A Universidade Federal de São Paulo (Unifesp) iniciou as operações do Laboratório Interdisciplinar de Multiômica Espacial em abril, estabelecendo um novo marco na pesquisa e diagnóstico de câncer no país. O centro se dedica à análise de tecidos humanos para apoiar investigações em oncologia, imunologia e neurociências, buscando um entendimento mais aprofundado das estruturas moleculares.
Inovação Tecnológica em Análise Molecular
Equipado com uma plataforma de análise multiômica que integra os módulos GeoMx e nCounter, o laboratório permite uma compreensão detalhada do funcionamento molecular dos tecidos. Essa tecnologia avançada possibilita identificar alterações no DNA de células cancerosas, mesmo em amostras de tecido mínimas, fornecendo informações cruciais para o diagnóstico.
Segundo a professora Soraya Smaili, do Departamento de Farmacologia da Escola Paulista de Medicina da Unifesp, este avanço representa uma mudança significativa na avaliação do câncer. O diagnóstico torna-se personalizado, analisando estruturas específicas de cada paciente de forma rápida e detalhada, o que direciona para uma resposta terapêutica individualizada e mais eficaz.
Impacto e Colaborações Nacionais
O Laboratório Interdisciplinar de Multiômica Espacial é o primeiro centro público avançado de pesquisa e diagnóstico molecular integrado no Brasil. Atualmente, 27 projetos de pesquisa utilizam os equipamentos, promovendo treinamento especializado e avanços consistentes. Inicialmente, o centro atende pesquisadores da própria Unifesp, USP, Santa Casa de São Paulo, Icesp, e dos hospitais São Camilo e A.C. Camargo, instituições de referência em São Paulo.
Um diferencial do centro é a oferta de tecnologia de ponta ainda indisponível no Sistema Único de Saúde (SUS) para o diagnóstico de câncer, focando na avaliação de marcadores genômicos específicos.
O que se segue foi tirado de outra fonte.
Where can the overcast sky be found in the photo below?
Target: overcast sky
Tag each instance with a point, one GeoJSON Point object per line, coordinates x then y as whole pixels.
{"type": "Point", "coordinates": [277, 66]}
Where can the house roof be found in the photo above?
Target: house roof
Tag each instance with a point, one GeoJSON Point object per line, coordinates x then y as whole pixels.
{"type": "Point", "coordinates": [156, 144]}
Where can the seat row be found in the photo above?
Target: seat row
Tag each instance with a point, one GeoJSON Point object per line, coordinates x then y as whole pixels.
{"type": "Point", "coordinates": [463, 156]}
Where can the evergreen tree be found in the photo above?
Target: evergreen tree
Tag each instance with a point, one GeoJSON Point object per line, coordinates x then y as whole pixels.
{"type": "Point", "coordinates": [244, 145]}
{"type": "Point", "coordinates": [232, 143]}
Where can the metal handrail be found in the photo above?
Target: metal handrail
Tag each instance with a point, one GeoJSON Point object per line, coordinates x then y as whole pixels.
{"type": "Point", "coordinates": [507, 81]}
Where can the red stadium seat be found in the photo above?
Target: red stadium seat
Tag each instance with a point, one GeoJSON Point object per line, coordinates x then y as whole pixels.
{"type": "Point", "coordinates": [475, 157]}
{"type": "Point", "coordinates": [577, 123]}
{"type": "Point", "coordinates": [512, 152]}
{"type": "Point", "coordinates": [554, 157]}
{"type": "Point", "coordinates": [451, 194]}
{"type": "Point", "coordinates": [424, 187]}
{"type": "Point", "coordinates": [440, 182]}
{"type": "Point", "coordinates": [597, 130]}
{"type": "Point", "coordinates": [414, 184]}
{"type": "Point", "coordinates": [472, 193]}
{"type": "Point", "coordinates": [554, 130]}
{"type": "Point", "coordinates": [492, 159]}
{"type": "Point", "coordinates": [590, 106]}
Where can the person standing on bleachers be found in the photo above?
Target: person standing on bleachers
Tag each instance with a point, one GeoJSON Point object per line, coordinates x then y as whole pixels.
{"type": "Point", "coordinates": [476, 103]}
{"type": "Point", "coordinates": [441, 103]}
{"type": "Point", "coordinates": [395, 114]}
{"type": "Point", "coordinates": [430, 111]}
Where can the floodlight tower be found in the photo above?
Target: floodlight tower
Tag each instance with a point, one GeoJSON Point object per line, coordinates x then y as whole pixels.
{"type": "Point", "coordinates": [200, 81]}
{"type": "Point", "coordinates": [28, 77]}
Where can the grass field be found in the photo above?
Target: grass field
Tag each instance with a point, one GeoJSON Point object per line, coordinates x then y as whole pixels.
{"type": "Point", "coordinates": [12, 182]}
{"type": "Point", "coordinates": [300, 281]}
Isso permite o mapeamento de pequenas variações em células, acelerando o entendimento da doença. Pacientes com histórico familiar de câncer agressivo podem iniciar o tratamento mais cedo, aumentando as chances de sucesso contra tipos raros e de rápida evolução, como os de pâncreas e pulmão.
A pesquisadora e professora Janete Cerruti, coordenadora do projeto, salienta que a tecnologia aumenta consideravelmente as chances de cura e sobrevida dos pacientes diagnosticados, ao mesmo tempo em que reduz a probabilidade de metástases e outras complicações graves decorrentes da patologia.
Diagnóstico Molecular x Convencional
Enquanto o diagnóstico convencional de câncer se baseia em exames clínicos e biópsias para avaliação patológica, o teste genômico adota uma abordagem mais detalhada. Ele busca biomarcadores moleculares específicos para cada tipo de câncer, como a presença dos genes BRCA1/BRCA2 para câncer de mama ou mutações no gene BRAF para câncer de pele. Essas pistas moleculares indicam alterações e o estágio de desenvolvimento da doença, inclusive a presença de metástases.
Financiamento e Projeções Futuras
O laboratório é financiado pela Fundação de Amparo à Pesquisa do Estado de São Paulo (Fapesp), com um investimento inicial de R$ 5 milhões. O objetivo é estabelecer convênios com o SUS para expandir o atendimento direto à rede pública de saúde, atuando em sinergia com outros hospitais. A Unifesp, com seu Hospital São Paulo, já desempenha um papel fundamental na saúde pública de alta complexidade.
A equipe multidisciplinar é coordenada pela professora Soraya Smaili e conta com a colaboração de renomados especialistas como Miriam Galvonas Jasiulionis, Janete Cerutti, Rui Maciel, Michelle Samora, Angela Waitzberg, Lucas Leite, Adolfo G Erustes, além de 17 pesquisadores associados que apoiaram a proposta da Fapesp. A expectativa é que o laboratório se torne um centro de referência em pesquisa aliada ao diagnóstico genômico e molecular.